[](#twitter-xlm-roberta-base-for-sentiment-analysis)twitter-XLM-roBERTa-base for Sentiment Analysis
===================================================================================================

This is a multilingual XLM-roBERTa-base model trained on ~198M tweets and finetuned for sentiment analysis. The sentiment fine-tuning was done on 8 languages (Ar, En, Fr, De, Hi, It, Sp, Pt) but it can be used for more languages (see paper for details).

*   Paper: [XLM-T: A Multilingual Language Model Toolkit for Twitter](https://arxiv.org/abs/2104.12250).
*   Git Repo: [XLM-T official repository](https://github.com/cardiffnlp/xlm-t).

This model has been integrated into the [TweetNLP library](https://github.com/cardiffnlp/tweetnlp).

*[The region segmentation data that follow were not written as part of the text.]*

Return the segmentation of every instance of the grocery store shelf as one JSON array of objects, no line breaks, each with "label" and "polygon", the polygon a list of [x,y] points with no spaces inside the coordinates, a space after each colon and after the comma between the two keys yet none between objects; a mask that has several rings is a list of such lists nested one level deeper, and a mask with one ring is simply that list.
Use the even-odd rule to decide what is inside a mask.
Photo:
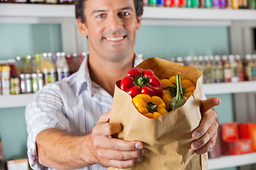
[{"label": "grocery store shelf", "polygon": [[203,85],[204,94],[221,94],[256,92],[256,81],[237,83],[205,84]]},{"label": "grocery store shelf", "polygon": [[32,94],[0,96],[0,108],[14,108],[26,106],[31,100],[32,96]]},{"label": "grocery store shelf", "polygon": [[[256,10],[145,6],[142,18],[174,20],[256,20]],[[0,4],[0,17],[75,18],[73,5]]]},{"label": "grocery store shelf", "polygon": [[223,156],[209,159],[209,169],[218,169],[256,164],[256,153]]}]

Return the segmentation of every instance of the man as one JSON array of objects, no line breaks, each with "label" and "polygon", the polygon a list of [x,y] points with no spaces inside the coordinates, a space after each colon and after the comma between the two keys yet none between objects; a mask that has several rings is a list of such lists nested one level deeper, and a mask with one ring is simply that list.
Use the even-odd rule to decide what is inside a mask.
[{"label": "man", "polygon": [[[122,126],[109,119],[116,81],[142,62],[134,47],[142,0],[75,3],[78,28],[87,37],[90,54],[78,72],[46,86],[26,107],[30,164],[34,169],[133,166],[147,152],[144,144],[112,138]],[[218,98],[201,102],[203,119],[191,137],[198,154],[215,144],[218,123],[211,108],[219,103]]]}]

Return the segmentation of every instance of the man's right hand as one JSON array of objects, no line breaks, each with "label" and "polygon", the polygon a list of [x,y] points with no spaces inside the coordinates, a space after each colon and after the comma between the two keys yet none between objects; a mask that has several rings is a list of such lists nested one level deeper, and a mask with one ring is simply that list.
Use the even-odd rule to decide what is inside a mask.
[{"label": "man's right hand", "polygon": [[[120,123],[110,123],[110,111],[103,113],[90,135],[92,154],[97,163],[103,166],[129,168],[142,162],[146,153],[142,142],[129,142],[112,138],[122,130]],[[95,162],[96,163],[96,162]]]}]

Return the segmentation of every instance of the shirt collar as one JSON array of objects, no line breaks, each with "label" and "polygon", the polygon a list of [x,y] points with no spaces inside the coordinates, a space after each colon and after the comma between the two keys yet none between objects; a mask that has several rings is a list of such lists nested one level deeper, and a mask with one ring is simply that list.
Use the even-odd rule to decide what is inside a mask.
[{"label": "shirt collar", "polygon": [[[75,96],[78,97],[79,94],[83,90],[88,90],[90,94],[92,94],[92,79],[90,76],[89,68],[88,68],[88,55],[89,52],[86,53],[85,58],[77,72],[77,83],[76,83],[76,93]],[[135,53],[135,57],[134,61],[134,67],[137,66],[139,63],[143,61],[142,57],[139,57]]]}]

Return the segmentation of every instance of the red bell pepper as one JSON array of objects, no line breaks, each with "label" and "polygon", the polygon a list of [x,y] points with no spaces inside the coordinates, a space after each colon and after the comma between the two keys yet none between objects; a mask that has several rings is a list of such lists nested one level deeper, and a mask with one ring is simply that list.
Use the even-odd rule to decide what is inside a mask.
[{"label": "red bell pepper", "polygon": [[131,95],[132,98],[140,94],[160,98],[163,96],[161,83],[151,69],[131,69],[121,81],[120,89]]}]

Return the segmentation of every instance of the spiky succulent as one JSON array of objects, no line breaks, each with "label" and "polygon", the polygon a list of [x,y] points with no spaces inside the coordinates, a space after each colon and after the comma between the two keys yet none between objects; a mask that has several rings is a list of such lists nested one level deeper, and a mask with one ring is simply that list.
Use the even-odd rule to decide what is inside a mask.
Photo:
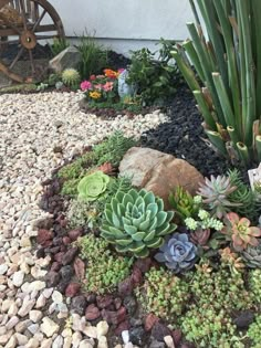
[{"label": "spiky succulent", "polygon": [[199,204],[195,202],[192,196],[180,186],[174,189],[168,200],[182,221],[194,217],[199,210]]},{"label": "spiky succulent", "polygon": [[250,221],[247,218],[240,219],[234,212],[226,215],[225,228],[221,232],[228,240],[232,241],[237,251],[242,251],[248,245],[257,246],[259,243],[257,236],[261,236],[261,229],[250,226]]},{"label": "spiky succulent", "polygon": [[242,259],[250,268],[261,268],[261,242],[257,246],[248,245],[242,251]]},{"label": "spiky succulent", "polygon": [[205,183],[199,183],[198,194],[202,196],[203,203],[211,210],[211,213],[221,219],[226,212],[232,207],[240,207],[242,203],[232,202],[229,196],[237,190],[237,187],[231,184],[230,178],[226,176],[211,176],[210,180],[205,179]]},{"label": "spiky succulent", "polygon": [[195,265],[197,247],[189,242],[186,233],[174,233],[159,247],[155,259],[158,262],[164,262],[174,273],[185,273]]},{"label": "spiky succulent", "polygon": [[176,229],[173,217],[174,212],[164,211],[163,200],[153,192],[119,191],[106,204],[102,236],[121,253],[146,257],[149,249],[163,245],[164,236]]},{"label": "spiky succulent", "polygon": [[76,88],[80,85],[81,76],[75,68],[65,68],[62,72],[62,82],[72,88]]},{"label": "spiky succulent", "polygon": [[79,198],[84,201],[95,201],[108,186],[109,177],[97,170],[84,177],[77,186]]}]

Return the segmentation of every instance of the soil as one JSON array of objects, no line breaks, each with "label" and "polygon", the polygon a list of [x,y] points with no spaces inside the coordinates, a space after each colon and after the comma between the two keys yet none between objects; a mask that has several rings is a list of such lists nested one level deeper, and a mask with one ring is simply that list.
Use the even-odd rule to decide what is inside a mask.
[{"label": "soil", "polygon": [[186,85],[180,85],[166,110],[169,123],[143,134],[142,146],[186,159],[203,176],[226,173],[230,164],[210,147],[201,126],[202,117]]}]

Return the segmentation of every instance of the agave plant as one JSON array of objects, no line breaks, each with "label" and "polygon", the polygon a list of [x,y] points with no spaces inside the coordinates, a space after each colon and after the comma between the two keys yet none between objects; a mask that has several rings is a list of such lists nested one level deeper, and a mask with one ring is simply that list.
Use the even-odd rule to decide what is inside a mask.
[{"label": "agave plant", "polygon": [[247,218],[240,219],[238,214],[230,212],[226,215],[225,224],[221,233],[232,241],[234,250],[242,251],[248,245],[257,246],[259,244],[257,236],[261,236],[261,229],[250,226]]},{"label": "agave plant", "polygon": [[232,186],[229,177],[218,176],[217,178],[211,176],[210,180],[205,179],[205,183],[199,183],[200,188],[198,194],[202,196],[203,203],[208,205],[211,213],[221,219],[232,207],[240,207],[240,202],[231,202],[229,194],[237,190],[236,186]]},{"label": "agave plant", "polygon": [[163,200],[153,192],[119,191],[106,204],[101,235],[121,253],[146,257],[149,249],[163,245],[164,236],[176,229],[173,218],[174,212],[164,211]]},{"label": "agave plant", "polygon": [[248,245],[248,247],[242,251],[242,259],[247,265],[251,268],[261,268],[261,242],[257,246]]},{"label": "agave plant", "polygon": [[174,233],[159,247],[155,259],[158,262],[164,262],[174,273],[184,273],[195,265],[197,247],[189,242],[186,233]]},{"label": "agave plant", "polygon": [[95,201],[108,186],[109,177],[102,171],[95,171],[84,177],[77,186],[79,198],[84,201]]},{"label": "agave plant", "polygon": [[187,24],[192,40],[177,45],[173,55],[202,113],[206,134],[231,160],[260,161],[261,1],[189,1],[196,18],[196,24]]},{"label": "agave plant", "polygon": [[192,196],[180,186],[174,189],[168,200],[182,221],[194,217],[199,210],[199,204],[196,204]]}]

[](#example-pipeline)Example Pipeline
-------------------------------------

    from transformers import pipeline
    model_path = "cardiffnlp/twitter-xlm-roberta-base-sentiment"
    sentiment_task = pipeline("sentiment-analysis", model=model_path, tokenizer=model_path)
    sentiment_task("T'estimo!")
    

    [{'label': 'Positive', 'score': 0.6600581407546997}]
    

[](#full-classification-example)Full classification example
-----------------------------------------------------------

    from transformers import AutoModelForSequenceClassification
    from transformers import TFAutoModelForSequenceClassification
    from transformers import AutoTokenizer, AutoConfig
    import numpy as np
    from scipy.special import softmax
    
    # Preprocess text (username and link placeholders)
    def preprocess(text):
        new_text = []
        for t in text.split(" "):
            t = '@user' if t.startswith('@') and len(t) > 1 else t
            t = 'http' if t.startswith('http') else t
            new_text.append(t)
        return " ".join(new_text)
    
    MODEL = f"cardiffnlp/twitter-xlm-roberta-base-sentiment"
    
    tokenizer = AutoTokenizer.from_pretrained(MODEL)
    config = AutoConfig.from_pretrained(MODEL)
    
    # PT
    model = AutoModelForSequenceClassification.from_pretrained(MODEL)
    model.save_pretrained(MODEL)
    
    text = "Good night "
    text = preprocess(text)
    encoded_input = tokenizer(text, return_tensors='pt')
    output = model(**encoded_input)
    scores = output[0][0].detach().numpy()
    scores = softmax(scores)
    
    # # TF
    # model = TFAutoModelForSequenceClassification.from_pretrained(MODEL)
    # model.save_pretrained(MODEL)
    
    # text = "Good night "
    # encoded_input = tokenizer(text, return_tensors='tf')
    # output = model(encoded_input)
    # scores = output[0][0].numpy()
    # scores = softmax(scores)
    
    # Print labels and scores
    ranking = np.argsort(scores)
    ranking = ranking[::-1]
    for i in range(scores.shape[0]):
        l = config.id2label[ranking[i]]
        s = scores[ranking[i]]
        print(f"{i+1}) {l} {np.round(float(s), 4)}")
    

Output:

    1) Positive 0.7673
    2) Neutral 0.2015
    3) Negative 0.0313
    

### [](#reference)Reference

    @inproceedings{barbieri-etal-2022-xlm,
        title = "{XLM}-{T}: Multilingual Language Models in {T}witter for Sentiment Analysis and Beyond",
        author = "Barbieri, Francesco  and
          Espinosa Anke, Luis  and
          Camacho-Collados, Jose",
        booktitle = "Proceedings of the Thirteenth Language Resources and Evaluation Conference",
        month = jun,
        year = "2022",
        address = "Marseille, France",
        publisher = "European Language Resources Association",
        url = "https://aclanthology.org/2022.lrec-1.27",
        pages = "258--266"
    }

## Model overview

The `twitter-xlm-roberta-base-sentiment` model is a multilingual XLM-roBERTa-base model trained on ~198M tweets and fine-tuned for sentiment analysis. The model supports sentiment analysis in 8 languages (Arabic, English, French, German, Hindi, Italian, Spanish, and Portuguese), but can potentially be used for more languages as well. This model was developed by [cardiffnlp](https://aimodels.fyi/creators/huggingFace/cardiffnlp).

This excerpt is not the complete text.